BEREA — A noticeably younger crowd filled the Lou Higgins Center on Wednesday at Baldwin Wallace University as vice presidential candidate Paul Ryan addressed supporters.
Ryan spoke at the Westlake Recreation Center last month to thousands of Ohioans, many of whom were older voters. The stop was one of many Ohio visits, including one in Youngstown on Saturday.
On Wednesday, Ryan was joined by former Secretary of State Condoleezza Rice and U.S. Sen. Rob Portman, R-Cincinnati. All stressed the importance of early voting and touted Republican nominee Mitt Romney and Ryan’s budget plan.
“We are at a crossroads because we cannot continue to spend more than we can pay back,” Rice said to the cheering crowd.

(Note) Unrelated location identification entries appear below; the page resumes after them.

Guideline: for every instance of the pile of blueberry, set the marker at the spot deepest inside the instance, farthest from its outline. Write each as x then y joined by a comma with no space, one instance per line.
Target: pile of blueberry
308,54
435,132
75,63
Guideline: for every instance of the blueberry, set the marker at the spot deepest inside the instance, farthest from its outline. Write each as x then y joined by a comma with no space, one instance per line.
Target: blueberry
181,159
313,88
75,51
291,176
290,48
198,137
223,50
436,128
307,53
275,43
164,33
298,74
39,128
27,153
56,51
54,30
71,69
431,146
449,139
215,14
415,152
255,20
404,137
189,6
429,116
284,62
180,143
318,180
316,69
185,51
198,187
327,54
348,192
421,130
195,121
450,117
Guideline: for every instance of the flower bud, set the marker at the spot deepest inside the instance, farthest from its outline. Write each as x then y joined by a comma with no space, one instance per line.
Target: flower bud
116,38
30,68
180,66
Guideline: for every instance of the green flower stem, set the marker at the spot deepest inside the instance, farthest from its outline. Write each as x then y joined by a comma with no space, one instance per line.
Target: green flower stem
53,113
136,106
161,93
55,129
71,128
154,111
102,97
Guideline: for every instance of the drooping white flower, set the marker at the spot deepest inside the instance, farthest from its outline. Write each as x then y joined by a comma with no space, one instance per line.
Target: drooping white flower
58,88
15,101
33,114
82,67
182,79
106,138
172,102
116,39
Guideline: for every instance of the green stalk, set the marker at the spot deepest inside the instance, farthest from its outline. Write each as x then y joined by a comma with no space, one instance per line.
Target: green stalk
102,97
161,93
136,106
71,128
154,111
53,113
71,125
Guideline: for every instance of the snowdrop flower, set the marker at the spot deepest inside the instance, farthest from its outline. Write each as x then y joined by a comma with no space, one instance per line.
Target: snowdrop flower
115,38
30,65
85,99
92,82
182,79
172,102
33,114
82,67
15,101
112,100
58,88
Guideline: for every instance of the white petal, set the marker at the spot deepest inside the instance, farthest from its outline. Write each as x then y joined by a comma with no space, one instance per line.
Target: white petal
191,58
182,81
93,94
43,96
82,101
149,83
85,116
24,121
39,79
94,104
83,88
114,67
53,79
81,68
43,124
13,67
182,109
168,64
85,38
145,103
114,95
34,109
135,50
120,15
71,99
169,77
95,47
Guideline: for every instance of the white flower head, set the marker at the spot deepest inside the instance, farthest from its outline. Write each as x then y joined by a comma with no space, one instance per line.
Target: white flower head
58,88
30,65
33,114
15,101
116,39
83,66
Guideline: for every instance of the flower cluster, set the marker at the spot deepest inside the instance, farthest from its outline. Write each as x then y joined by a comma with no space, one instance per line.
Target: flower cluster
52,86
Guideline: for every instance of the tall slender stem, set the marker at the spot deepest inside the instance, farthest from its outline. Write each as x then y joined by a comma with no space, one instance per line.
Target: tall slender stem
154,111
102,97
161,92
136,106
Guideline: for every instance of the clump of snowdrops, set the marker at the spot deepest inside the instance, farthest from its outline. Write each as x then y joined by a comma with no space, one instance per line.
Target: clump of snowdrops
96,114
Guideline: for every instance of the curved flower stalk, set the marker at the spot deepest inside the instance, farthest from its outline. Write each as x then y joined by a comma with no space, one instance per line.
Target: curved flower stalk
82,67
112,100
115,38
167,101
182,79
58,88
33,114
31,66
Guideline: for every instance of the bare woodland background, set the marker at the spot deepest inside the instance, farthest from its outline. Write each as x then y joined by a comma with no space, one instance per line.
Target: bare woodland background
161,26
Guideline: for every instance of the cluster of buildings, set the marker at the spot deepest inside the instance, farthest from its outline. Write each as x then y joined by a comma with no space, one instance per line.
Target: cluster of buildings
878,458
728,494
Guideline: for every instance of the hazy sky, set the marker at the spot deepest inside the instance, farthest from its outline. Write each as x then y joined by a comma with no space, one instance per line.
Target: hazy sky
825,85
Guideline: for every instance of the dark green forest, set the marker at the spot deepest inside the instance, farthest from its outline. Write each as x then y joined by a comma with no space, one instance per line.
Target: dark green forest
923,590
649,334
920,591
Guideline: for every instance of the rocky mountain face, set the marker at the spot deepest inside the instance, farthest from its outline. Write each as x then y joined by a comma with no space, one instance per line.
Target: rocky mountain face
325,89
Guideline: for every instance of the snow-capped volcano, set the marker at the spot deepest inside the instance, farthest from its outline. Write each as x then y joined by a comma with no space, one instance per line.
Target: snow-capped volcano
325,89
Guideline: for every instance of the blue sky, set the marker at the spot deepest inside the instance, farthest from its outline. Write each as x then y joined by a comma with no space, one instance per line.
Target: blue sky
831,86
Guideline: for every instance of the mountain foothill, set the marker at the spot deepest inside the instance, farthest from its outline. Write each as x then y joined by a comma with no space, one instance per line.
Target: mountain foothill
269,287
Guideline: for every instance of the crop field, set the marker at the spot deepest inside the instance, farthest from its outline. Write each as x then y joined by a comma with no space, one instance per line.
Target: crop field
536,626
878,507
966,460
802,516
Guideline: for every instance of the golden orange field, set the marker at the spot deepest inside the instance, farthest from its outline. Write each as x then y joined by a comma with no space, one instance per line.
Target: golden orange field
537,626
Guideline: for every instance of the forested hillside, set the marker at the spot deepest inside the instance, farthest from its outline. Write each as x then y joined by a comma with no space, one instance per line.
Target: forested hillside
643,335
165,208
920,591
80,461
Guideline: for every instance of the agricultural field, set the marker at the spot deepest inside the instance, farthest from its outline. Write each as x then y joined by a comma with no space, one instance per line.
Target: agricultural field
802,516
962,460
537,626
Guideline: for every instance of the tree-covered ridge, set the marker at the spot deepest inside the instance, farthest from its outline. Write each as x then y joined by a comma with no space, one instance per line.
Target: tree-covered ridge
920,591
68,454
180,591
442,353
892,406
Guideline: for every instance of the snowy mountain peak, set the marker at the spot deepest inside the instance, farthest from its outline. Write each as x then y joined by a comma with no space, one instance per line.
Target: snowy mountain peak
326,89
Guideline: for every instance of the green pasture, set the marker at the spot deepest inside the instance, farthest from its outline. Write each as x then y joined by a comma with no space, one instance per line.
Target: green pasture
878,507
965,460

Jeff Jackson, a 22-year-old Baldwin Wallace University student, was one of many college students who attended the speech because of the proximity to the college. Many of his friends were curious to see what Ryan had to say, especially after Tuesday night’s presidential debate.
“It was kind of an experience for me, something to see,” he said.
Jackson said he will vote for Romney in November. Jackson will be graduating with an MBA in accounting and finance from the university next year, but he is worried about a loss of jobs and hopes a new president will be able to solve the crisis with a bipartisan effort.
Jackson is one of many younger voters pulling for the Romney/Ryan ticket, although the party is still struggling to garner support from that age group.
According to a survey from the Harvard University Institute of Politics, 18- to 29-year-olds support the current president by a 19-percentage point margin, with 55 percent of young adult “likely” voters choosing President Barack Obama and 36 percent picking Romney.
But those voters are less likely to go to the polls, said the same study.
Roughly 65 percent of the 18- to 29-year-olds favoring Romney said they will “definitely” vote this fall. Only 55 percent of Obama supporters for the same age backet said they would definitely make it to the polls.
Ryan tried to sway more college students to vote Republican by selling Romney’s job creation plan during Wednesday’s speech.
“Young people have no opportunities,” he told the crowd.
According to Ryan, half of the nation’s college students are unemployed or not working in sectors they were trained in, a problem he blamed on the failings of Obama’s policies.
He also appealed to the female voters, saying that the poverty rate among women is the “highest rate in years.” Ryan said 26 million women are at the poverty level, with 5.5 million struggling to find work.
The U.S. unemployment rate at just below 8 percent in September, a decline from the 9.9 percent national unemployment rate President Obama inherited when took office in November 2009.
Ryan said that the unemployment rate is much higher than the U.S. Bureau of Labor Statistics has recorded, and Republican politicians have said the decline of unemployment has been too slow.
“If we counted all these people who stopped looking for work, the unemployment rate would be closer to 11 percent,” Ryan said.
Job creation is one of the most important issues in this election, said former schoolteacher Joan DeGrant.
DeGrant lives in Florida, another key swing state, but has been visiting relatives in Ohio.
A Romney supporter, DeGrant said Florida is a mix of both Republican and Democratic voters. She was a registered independent until recently when she switched to Republican, but she has never voted Democrat.
“I hope it goes (Republican),” DeGrant said of Ohio. “It’s fun to be here in the middle of all this.”
During his speech, Ryan also praised Romney for his performance in Tuesday’s debate against Obama.
“We were able to cut through the clutter of all these 30 second attack ads, and we have a leader,” Ryan said. “We saw a president not offering a single idea on how to turn this economy around.”
Elyria resident Christopher Best watched Tuesday’s debate and has also attended several of Romney and Ryan’s speeches in Lorain and Cuyahoga counties. Best admitted that as a Republican he’s biased, but he believed Romney performed well in the debate.
“I don’t think there was a clear winner,” he said. “It was a good debate.”
Retired schoolteacher Tom Arukemeyer of Strongsville was less sure.
“I thought there was a lot of repetition … from both candidates,” he said. “I haven’t made up my mind yet.”